Я оставил Зейнаб и троих детей в каменном доме. Его стены, сложенные из черных камней, нагроможденных друг на друга, походили на морщинистую кожу старика, как держались они — одному богу известно: каждый камень упирался острыми гранями, словно локтями, в бока соседей, иные так выделялись среди прочих, будто желали вырваться из этого силком навязанного соседства. Угрюмое обличье камней говорило о горестях живших средь них людей. Не знаю, что связывает эти камни и не дает им обрушиться, быть может, та самая сила, которая объединяет общество и не дает ему распасться. Теснящиеся вокруг моего жилища другие дома тоже сложены из черных камней — непрочные, недолговечные строения. Одной небольшой бомбы хватило бы, чтобы их разрушить, и тяжкие черные глыбы стерли бы обитателей этих домов в порошок. Вспоминая о доме, вселявшем в меня раньше безмятежность, уверенность, дарившем покой и радость, я невольно пытаюсь провести грань между самим домом и чувствами, связавшими меня с ним, и замечаю: нет, теперь уже он возбуждает во мне беспокойство и тревогу. И одного этого достаточно, чтобы породить во мне неуверенность.
Прощаясь со мной в то апрельское утро, Зейнаб сказала: «Пиши нам и береги себя. За нас не бойся, будем жить не хуже соседей. Как вся деревня — так и мы. И с детьми все обойдется. Я буду работать в поле у твоего дяди Джабира, пока не соберем урожай, вот и запасем хлеб на зиму».
Не знаю, как я тогда совладал с собой, как сдержался. Почему не разорвалось мое сердце. Я смотрел на нее, тайком глотая слезы. Моя мужская гордость рухнула к ее ногам, как дерево, поваленное ураганом. У меня не было ни единого кирша[1], чтобы оставить им, поддержать, уберечь от голода. Мы не имели даже клочка земли, ничего, кроме трудолюбия и усердия, — они-то и принесли нам этот дом, единственное наше достояние. Я посмотрел ей в лицо, с горечью встретив ее кроткий прощальный взгляд.

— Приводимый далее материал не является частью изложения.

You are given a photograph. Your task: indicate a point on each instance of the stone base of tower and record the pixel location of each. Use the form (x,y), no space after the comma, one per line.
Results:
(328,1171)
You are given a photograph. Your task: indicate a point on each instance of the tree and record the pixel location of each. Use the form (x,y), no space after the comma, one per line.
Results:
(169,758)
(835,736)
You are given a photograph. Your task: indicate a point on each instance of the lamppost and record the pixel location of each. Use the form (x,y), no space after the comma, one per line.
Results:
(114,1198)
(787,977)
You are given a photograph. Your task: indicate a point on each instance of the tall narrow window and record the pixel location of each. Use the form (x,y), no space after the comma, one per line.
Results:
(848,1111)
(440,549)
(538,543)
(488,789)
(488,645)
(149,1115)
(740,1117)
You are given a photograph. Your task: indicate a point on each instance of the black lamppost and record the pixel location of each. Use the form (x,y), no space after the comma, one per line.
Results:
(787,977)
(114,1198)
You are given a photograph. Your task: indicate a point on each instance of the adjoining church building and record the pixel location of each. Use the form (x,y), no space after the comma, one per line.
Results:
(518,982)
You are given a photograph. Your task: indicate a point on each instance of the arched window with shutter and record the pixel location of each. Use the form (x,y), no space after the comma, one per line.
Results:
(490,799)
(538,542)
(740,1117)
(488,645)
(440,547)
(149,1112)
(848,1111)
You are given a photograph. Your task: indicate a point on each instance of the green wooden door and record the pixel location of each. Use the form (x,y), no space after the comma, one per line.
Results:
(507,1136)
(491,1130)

И, сдерживая слезы и рвущиеся из груди вздохи, сказал с нарочитой бодростью: «Положись во всем на волю Аллаха… Вот увидишь, пройдут считанные дни, и я буду снова с вами». Хотя, по правде говоря, ни я, ни она вовсе не были уверены в этом. Да и вообще, вернусь ли я? И когда? Мое отсутствие может продлиться и год, и два, и больше… Резервисты, призванные на службу раньше меня, еще не демобилизовались.